The core idea
T5, short for Text-to-Text Transfer Transformer, is a model Google introduced in 2019 with a deceptively simple unifying idea: treat every natural-language task as converting one piece of text into another. Whether the task is translation, summarisation, sentiment classification, or question answering, the input is text and the output is text. This framing means a single model, a single training objective, and a single decoding procedure can handle a huge range of problems — you just change the words you feed in and read out.
The text-to-text framing
In most NLP setups, different tasks need different output formats: a class label, a span, a number, a
sentence. T5 abolishes that variety. To classify a review’s sentiment, you prepend an instruction like
sst2 sentence: and the model outputs the literal word “positive” or “negative.” To translate, you
prepend translate English to German: and it outputs German text. To summarise, you prepend
summarize:. Because the output is always text, the same cross-entropy loss trains the model on every
task at once, and the task prefix tells the model what to do.

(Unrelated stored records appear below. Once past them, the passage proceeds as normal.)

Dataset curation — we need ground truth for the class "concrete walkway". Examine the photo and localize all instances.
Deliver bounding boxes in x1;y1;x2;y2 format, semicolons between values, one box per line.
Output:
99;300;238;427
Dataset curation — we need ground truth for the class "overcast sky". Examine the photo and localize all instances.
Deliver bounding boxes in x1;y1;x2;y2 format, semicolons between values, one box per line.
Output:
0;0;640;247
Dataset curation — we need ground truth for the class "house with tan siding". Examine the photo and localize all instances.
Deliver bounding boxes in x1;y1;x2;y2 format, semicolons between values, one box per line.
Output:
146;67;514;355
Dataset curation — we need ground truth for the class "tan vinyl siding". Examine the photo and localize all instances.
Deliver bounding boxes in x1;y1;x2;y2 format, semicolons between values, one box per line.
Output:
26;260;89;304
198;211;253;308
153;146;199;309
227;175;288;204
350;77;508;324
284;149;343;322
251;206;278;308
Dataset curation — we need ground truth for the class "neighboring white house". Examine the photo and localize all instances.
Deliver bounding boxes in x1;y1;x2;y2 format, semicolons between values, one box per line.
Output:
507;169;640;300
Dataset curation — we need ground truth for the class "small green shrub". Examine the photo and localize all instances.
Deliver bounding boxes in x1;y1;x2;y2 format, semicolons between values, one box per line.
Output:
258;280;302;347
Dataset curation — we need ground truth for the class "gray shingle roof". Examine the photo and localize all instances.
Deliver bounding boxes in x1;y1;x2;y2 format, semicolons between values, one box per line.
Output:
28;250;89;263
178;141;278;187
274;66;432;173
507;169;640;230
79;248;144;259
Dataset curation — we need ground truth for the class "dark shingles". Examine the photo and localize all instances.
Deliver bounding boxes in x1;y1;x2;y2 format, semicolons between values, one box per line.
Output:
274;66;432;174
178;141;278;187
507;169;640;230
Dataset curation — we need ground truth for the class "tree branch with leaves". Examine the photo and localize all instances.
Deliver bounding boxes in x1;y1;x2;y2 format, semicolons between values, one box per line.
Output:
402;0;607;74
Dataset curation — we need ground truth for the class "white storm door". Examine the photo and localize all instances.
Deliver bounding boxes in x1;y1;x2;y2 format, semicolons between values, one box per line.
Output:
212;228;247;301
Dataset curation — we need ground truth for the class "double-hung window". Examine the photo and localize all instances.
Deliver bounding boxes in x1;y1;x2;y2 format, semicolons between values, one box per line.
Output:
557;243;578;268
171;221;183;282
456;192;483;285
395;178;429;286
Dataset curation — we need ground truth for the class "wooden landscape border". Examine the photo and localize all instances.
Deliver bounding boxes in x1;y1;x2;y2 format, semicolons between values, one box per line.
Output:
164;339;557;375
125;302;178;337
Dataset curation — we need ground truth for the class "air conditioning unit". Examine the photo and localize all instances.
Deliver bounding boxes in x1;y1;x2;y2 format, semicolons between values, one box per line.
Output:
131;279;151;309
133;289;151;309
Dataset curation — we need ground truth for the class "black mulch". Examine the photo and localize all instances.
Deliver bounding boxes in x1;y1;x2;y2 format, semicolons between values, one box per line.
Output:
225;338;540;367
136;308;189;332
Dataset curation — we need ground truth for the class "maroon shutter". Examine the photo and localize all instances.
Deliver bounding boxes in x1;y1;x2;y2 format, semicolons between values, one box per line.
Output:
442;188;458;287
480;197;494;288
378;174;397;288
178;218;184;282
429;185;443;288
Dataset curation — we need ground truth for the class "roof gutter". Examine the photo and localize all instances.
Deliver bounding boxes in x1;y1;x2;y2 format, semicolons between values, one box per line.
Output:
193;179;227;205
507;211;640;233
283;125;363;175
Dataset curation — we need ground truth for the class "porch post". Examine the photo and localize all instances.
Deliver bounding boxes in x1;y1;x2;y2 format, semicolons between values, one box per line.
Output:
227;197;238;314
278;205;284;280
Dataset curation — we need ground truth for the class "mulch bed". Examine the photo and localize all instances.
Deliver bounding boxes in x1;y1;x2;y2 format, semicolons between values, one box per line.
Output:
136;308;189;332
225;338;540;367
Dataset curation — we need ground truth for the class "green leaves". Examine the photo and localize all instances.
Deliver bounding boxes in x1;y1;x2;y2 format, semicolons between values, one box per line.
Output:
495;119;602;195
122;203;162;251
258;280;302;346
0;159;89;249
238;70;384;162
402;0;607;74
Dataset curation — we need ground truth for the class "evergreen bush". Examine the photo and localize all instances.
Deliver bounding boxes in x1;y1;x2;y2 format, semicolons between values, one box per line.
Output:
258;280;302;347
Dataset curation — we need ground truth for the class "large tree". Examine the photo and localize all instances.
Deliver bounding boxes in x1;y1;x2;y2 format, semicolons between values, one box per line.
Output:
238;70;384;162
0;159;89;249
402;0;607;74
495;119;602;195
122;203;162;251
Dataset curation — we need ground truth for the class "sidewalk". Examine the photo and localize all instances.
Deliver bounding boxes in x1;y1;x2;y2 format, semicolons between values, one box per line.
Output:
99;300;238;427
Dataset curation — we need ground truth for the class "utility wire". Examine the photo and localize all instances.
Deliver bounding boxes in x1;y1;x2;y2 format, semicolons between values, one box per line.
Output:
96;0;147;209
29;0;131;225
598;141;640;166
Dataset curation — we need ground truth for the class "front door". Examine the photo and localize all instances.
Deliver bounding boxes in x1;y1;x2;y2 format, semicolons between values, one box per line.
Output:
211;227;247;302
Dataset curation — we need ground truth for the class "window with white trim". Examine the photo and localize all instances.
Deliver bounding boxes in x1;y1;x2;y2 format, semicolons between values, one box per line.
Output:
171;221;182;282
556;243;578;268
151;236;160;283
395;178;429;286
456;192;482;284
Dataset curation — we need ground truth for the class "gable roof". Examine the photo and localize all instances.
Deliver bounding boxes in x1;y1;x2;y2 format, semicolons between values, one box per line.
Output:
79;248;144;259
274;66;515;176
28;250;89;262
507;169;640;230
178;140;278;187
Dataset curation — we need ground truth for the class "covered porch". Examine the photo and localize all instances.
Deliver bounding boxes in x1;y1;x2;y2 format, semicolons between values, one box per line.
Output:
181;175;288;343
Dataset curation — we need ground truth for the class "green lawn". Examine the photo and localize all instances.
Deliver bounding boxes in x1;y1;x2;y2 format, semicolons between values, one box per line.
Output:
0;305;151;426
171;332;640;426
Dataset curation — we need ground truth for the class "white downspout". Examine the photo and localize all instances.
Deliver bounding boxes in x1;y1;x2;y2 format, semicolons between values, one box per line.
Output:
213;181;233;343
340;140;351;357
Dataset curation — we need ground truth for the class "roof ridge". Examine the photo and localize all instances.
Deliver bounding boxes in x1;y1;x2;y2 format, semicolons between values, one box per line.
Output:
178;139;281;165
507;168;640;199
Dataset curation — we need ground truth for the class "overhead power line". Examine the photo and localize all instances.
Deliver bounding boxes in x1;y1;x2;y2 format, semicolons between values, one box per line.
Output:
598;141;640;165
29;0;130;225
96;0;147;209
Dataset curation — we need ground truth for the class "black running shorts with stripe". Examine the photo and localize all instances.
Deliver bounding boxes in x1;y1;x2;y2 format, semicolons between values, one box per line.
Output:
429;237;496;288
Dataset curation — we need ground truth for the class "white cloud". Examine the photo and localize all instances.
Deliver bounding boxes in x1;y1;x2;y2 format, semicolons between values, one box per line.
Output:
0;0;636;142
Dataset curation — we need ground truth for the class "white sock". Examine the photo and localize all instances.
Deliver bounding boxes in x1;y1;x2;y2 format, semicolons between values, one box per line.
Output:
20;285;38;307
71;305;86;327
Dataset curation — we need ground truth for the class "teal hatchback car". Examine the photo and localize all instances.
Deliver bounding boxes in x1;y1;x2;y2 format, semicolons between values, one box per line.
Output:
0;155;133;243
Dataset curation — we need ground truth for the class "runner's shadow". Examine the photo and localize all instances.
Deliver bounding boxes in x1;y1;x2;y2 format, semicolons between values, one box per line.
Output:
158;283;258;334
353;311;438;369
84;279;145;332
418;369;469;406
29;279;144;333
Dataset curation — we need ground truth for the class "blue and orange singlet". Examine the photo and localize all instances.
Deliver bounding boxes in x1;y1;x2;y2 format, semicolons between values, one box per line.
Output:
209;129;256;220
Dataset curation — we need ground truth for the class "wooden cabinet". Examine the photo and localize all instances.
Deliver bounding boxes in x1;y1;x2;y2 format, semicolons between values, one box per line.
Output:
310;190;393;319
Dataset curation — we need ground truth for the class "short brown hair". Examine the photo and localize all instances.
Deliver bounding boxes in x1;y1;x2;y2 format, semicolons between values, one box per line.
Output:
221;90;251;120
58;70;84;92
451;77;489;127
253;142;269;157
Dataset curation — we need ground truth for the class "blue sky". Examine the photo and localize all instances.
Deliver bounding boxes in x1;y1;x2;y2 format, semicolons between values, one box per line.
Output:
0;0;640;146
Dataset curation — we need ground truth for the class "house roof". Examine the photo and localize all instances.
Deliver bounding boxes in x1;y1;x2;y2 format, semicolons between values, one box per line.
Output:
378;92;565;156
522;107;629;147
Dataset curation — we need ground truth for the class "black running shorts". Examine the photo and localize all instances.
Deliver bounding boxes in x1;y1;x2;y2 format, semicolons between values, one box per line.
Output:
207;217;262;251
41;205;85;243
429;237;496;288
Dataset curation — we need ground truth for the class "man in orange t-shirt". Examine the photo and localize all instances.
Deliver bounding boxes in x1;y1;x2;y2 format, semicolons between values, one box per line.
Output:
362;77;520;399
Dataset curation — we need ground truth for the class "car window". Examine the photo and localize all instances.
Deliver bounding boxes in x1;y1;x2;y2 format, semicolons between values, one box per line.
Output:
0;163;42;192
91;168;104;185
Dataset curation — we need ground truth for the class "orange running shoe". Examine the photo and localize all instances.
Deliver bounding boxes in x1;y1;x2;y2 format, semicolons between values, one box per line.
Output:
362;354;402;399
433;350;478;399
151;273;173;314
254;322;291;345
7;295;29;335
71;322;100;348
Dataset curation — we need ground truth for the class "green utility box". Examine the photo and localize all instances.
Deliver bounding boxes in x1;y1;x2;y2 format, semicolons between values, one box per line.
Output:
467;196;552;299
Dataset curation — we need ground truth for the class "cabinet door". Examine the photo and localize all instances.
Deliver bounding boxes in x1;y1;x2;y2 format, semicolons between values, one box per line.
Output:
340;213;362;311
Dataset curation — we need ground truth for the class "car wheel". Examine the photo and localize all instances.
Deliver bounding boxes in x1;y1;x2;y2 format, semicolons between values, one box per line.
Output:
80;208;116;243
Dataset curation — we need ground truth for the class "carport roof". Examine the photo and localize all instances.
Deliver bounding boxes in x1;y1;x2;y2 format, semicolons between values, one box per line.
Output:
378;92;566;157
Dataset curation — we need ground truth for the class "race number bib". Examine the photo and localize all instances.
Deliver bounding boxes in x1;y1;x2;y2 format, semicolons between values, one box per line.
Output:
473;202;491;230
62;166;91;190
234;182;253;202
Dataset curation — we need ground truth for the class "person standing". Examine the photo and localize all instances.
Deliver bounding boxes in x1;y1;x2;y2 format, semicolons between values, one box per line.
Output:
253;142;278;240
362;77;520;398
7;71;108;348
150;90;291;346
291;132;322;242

Encoder-decoder architecture
Unlike encoder-only BERT or decoder-only GPT, T5 uses the full encoder-decoder transformer from the original 2017 paper. The encoder reads and builds a rich representation of the input text, and the decoder generates the output text one token at a time while attending back to the encoder’s representation. This structure is a natural fit for the text-to-text view, since many tasks genuinely map a complete input sequence to a complete output sequence — exactly what an encoder-decoder is built to do.
Span-corruption pre-training and C4
T5 is pre-trained with a span-corruption objective: random contiguous spans of the input are replaced with sentinel tokens, and the model must reconstruct the missing spans as its output. This is a text-to-text version of masked language modelling that suits the encoder-decoder design. The training data is the C4 dataset — the Colossal Clean Crawled Corpus — a carefully filtered slice of Common Crawl with boilerplate and junk removed. Training on this large, clean corpus gave T5 broad language competence before any task-specific fine-tuning.
Why T5 mattered
T5’s lasting contribution was conceptual as much as technical. By showing that one consistent text-to-text format could cover the whole NLP landscape, it made multi-task learning and transfer clean and systematic, and it foreshadowed the instruction-following style that defines today’s chat models — where you simply describe a task in words and read the answer back as text. T5 and its instruction-tuned descendant FLAN-T5 remain practical, efficient choices for summarisation, translation, and structured generation, and the text-to-text mindset is now everywhere in modern AI.